>>>>But "been frequenting" is past, right?
>>>
>>>No, "I have been frequenting" suggests that I'm still doing it, you see.
>>>"I frequented that club in my twenties" is in the past
>>
>>This is the shift that I quite often don't get - "I have been frequenting" sounds like past to me.
>
>Is that because other euro lang's use the "I have verbed" construct to denote a one-off action/happening?
>
>e.g. in French "J'ai parle avec lui" (I have spoken with him) = "I spoke to him"
> in German "Ich habe mit Ihm gesprochen"
>
"have" is not an auxiliary verb in Slavic languages at all. It's a completely Western thing. The auxiliary verbs are "to be" (in its various forms) for most of the tenses that need it (most of the present and past tenses don't, but the simple past and conditional future do) and "will" for future. So my tense mapping may be one-off, but for different reasons.
>In your above case you're even making it more complex by using the continuous. If you'd said "I've frequented the place for years" it'd suggest that it's something you do regularly, and continue to do so.

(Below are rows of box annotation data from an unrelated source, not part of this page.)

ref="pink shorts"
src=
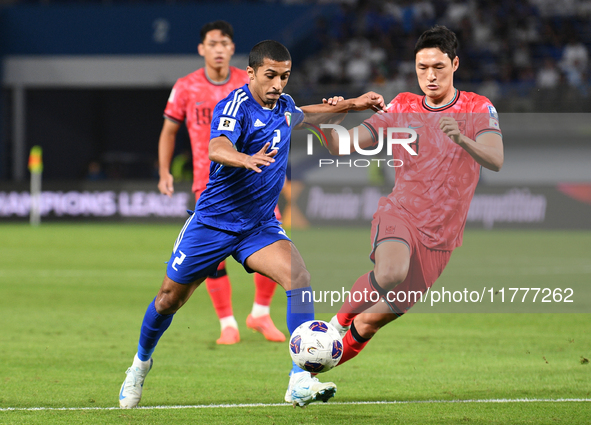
[370,211,452,314]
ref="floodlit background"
[0,0,591,424]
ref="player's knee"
[374,263,408,290]
[154,293,183,314]
[355,320,381,339]
[291,267,310,289]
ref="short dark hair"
[415,25,459,61]
[248,40,291,71]
[201,21,234,43]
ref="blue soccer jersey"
[196,85,304,233]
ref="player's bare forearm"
[301,92,385,124]
[458,133,504,171]
[158,119,180,196]
[209,136,277,173]
[439,117,504,171]
[324,125,373,155]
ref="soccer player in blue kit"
[119,40,384,408]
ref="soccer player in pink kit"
[158,21,285,344]
[328,26,503,364]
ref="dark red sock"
[337,271,380,326]
[339,325,369,365]
[205,261,234,319]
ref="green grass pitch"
[0,223,591,425]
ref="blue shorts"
[166,214,290,284]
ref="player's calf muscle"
[374,263,408,290]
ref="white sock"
[250,303,271,317]
[220,316,238,330]
[133,353,150,369]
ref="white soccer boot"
[285,372,337,407]
[119,354,154,409]
[329,314,351,338]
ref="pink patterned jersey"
[364,90,501,250]
[164,66,249,192]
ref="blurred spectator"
[86,160,107,181]
[560,35,589,74]
[540,57,560,88]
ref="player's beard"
[265,92,281,106]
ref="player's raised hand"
[353,91,386,112]
[439,117,462,144]
[244,142,278,173]
[158,173,174,197]
[322,96,345,106]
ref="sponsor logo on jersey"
[457,120,466,134]
[218,117,236,131]
[386,226,396,235]
[487,105,499,120]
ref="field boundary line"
[0,398,591,412]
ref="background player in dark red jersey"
[328,26,503,364]
[158,21,285,344]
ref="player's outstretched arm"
[209,136,277,173]
[158,119,180,196]
[301,92,386,117]
[439,117,504,171]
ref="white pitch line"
[0,398,591,412]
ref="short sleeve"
[164,80,187,124]
[472,96,503,140]
[362,96,399,141]
[209,95,246,144]
[283,93,304,128]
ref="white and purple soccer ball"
[289,320,343,373]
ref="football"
[289,320,343,373]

Not a lot of difference really.
>
>If you said "I frequented the place for years" or "I used to frequent ..." it suggests something you don't do (or aren't doing) anymore -the imperfect tense (don't ask me how perfection comes into it)
>
>"I had frequented ..." - something I used to do before the time to which I'm referring: "Last week I visited the museum. I had not visited it for years"
Now these all make sense and fit nicely with what I learned of English grammar long ago. It's just that "I have been ***ing" somehow implies that I'm still doing it that doesn't.